From then on things went down hill.
Teams were disbanded and people moved around like pawns. Twice, I was a member of a team which was split up (the second time no-one in management even bothered to tell me, I learned about it through friends).
The pay system was ridiculous. No-one understood it, including team leaders. If you wanted to question anything it had to be done over the phone to the HR department ,who seemed unable to understand your issues much less explain the system. Trying to comprehend this totally convoluted pay system was frustrating and the records that were kept for annual and sick leave never matched reality.
The final crunch came when, again, the 'powers that be' decided to overhaul the products we sold as well as the entire computer system. It was horrendous.
I have never worked anywhere that had so many people resign in such a short space of time.
While most of the team leaders tried really hard to prepare us and support us during the change-over, it was an impossible task as they were not given all the facts and data.

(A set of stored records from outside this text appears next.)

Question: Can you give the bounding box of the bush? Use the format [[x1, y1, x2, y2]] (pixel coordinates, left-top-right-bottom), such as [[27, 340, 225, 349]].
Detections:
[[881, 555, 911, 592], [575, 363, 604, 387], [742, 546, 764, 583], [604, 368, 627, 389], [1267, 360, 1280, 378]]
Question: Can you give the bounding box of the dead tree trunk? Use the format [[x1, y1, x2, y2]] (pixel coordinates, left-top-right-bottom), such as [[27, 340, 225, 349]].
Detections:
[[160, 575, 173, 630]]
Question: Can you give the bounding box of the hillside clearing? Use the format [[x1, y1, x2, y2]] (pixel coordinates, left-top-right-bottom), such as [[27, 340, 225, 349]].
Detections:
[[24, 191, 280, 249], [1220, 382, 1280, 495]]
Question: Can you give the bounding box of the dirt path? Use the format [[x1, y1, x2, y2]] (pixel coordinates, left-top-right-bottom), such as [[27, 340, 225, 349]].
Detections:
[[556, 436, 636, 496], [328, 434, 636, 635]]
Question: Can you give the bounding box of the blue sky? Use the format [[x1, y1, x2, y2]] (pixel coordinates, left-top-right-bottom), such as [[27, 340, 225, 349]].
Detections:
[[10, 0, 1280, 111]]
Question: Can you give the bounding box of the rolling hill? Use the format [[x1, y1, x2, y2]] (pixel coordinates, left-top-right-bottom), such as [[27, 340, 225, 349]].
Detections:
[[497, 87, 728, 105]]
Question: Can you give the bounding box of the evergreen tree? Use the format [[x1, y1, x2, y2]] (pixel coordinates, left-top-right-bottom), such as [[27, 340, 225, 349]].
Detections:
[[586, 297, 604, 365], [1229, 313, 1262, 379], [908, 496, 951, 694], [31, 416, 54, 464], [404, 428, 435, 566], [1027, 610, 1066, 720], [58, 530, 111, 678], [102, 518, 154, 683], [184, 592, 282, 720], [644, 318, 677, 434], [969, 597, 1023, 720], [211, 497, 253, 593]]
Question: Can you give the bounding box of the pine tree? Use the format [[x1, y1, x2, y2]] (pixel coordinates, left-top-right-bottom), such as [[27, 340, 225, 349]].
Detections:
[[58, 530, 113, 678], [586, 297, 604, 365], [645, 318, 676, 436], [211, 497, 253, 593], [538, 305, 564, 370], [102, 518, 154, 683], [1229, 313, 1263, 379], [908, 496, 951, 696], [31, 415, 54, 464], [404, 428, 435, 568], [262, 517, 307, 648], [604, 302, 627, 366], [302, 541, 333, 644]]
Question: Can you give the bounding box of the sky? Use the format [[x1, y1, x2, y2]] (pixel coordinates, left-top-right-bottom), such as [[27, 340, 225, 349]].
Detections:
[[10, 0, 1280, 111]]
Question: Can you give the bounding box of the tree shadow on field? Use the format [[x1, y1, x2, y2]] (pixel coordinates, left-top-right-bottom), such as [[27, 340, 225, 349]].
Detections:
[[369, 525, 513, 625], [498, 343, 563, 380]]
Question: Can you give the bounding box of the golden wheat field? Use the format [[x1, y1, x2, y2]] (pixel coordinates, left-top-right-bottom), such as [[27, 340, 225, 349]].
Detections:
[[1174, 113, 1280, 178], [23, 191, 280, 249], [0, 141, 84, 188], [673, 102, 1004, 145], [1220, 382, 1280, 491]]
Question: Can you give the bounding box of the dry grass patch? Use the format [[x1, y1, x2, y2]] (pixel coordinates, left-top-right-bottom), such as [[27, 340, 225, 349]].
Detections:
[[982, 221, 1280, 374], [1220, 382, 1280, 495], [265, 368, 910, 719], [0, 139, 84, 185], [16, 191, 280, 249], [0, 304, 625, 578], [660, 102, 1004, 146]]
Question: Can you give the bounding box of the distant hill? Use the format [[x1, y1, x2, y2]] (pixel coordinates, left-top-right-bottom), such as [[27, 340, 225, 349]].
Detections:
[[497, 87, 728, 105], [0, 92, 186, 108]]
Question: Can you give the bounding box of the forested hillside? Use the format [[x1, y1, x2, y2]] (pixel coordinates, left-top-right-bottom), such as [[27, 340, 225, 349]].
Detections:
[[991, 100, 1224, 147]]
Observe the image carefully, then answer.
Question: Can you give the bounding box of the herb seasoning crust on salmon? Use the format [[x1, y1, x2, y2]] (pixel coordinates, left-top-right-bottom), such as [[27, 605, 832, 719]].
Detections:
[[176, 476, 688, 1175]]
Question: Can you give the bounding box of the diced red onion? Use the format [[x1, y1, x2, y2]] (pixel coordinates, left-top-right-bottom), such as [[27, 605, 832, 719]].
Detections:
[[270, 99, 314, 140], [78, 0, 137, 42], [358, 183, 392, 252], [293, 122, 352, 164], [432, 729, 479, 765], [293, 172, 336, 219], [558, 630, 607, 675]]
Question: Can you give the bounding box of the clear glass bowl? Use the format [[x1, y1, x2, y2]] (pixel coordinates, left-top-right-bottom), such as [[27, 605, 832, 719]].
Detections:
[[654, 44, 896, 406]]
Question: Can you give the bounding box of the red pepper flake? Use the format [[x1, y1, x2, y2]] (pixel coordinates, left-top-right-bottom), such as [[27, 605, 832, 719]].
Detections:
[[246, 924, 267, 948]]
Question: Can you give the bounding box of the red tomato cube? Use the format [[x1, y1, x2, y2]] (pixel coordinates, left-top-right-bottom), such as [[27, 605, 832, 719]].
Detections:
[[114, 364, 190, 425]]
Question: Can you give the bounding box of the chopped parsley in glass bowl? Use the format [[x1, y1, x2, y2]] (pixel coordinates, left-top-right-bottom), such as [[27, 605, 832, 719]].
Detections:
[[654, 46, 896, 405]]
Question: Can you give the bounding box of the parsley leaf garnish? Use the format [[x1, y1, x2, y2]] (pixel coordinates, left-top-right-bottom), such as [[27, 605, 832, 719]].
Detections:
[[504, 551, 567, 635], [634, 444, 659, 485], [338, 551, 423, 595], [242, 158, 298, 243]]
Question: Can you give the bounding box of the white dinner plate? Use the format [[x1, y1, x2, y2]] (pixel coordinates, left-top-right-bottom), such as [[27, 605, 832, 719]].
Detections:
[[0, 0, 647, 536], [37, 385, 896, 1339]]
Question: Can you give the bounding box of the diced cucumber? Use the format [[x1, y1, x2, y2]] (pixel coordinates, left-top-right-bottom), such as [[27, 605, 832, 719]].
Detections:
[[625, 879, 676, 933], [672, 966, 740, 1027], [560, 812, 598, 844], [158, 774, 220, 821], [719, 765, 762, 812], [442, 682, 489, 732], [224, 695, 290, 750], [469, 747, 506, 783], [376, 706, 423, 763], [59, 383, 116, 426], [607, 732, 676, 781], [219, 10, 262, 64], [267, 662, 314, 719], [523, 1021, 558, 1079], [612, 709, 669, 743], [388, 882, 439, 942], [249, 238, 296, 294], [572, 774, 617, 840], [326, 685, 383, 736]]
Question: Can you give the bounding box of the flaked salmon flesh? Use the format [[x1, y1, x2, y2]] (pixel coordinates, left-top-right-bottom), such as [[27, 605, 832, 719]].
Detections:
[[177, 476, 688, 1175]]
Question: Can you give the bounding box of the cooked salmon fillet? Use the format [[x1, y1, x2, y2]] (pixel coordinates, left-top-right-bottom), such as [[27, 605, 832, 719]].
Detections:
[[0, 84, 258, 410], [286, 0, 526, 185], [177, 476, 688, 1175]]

We were assured that the changes would benefit our customers with cheaper prices and better value for money. The total opposite was what really happened. How do you justify price rises to a long term customer. They are getting nothing extra for their money. I was not comfortable with having to excuse this. Certain products doubled in price (we were never warned this would happen) with no real justification. It was embarrassing.
People were either not trained properly, or did not understand their training, because a lot of time was spent fixing other people's mistakes and again, trying to explain and justify this to the customers.
It all became too much and the final straw was being short-paid. The response to my complaint was unsympathetic and unresponsive. That was straw that broke the camel's back!
So I walked.
How do I feel about what I did? To be honest the first couple of weeks I was deeply depressed and shocked. Now, in hindsight, I realise it was the very best thing I could have done. I protected myself and have no regrets.
I have met some lovely people through this job. I have appreciated their friendship and look forward to keeping in touch with them.
Endings don't have to be sad and traumatic but unfortunately this one was. So now I move on .... but to what? That is the big question! Both LOML and I would like this to be the end of my working life. Enough is enough. What happens next? Only time will tell.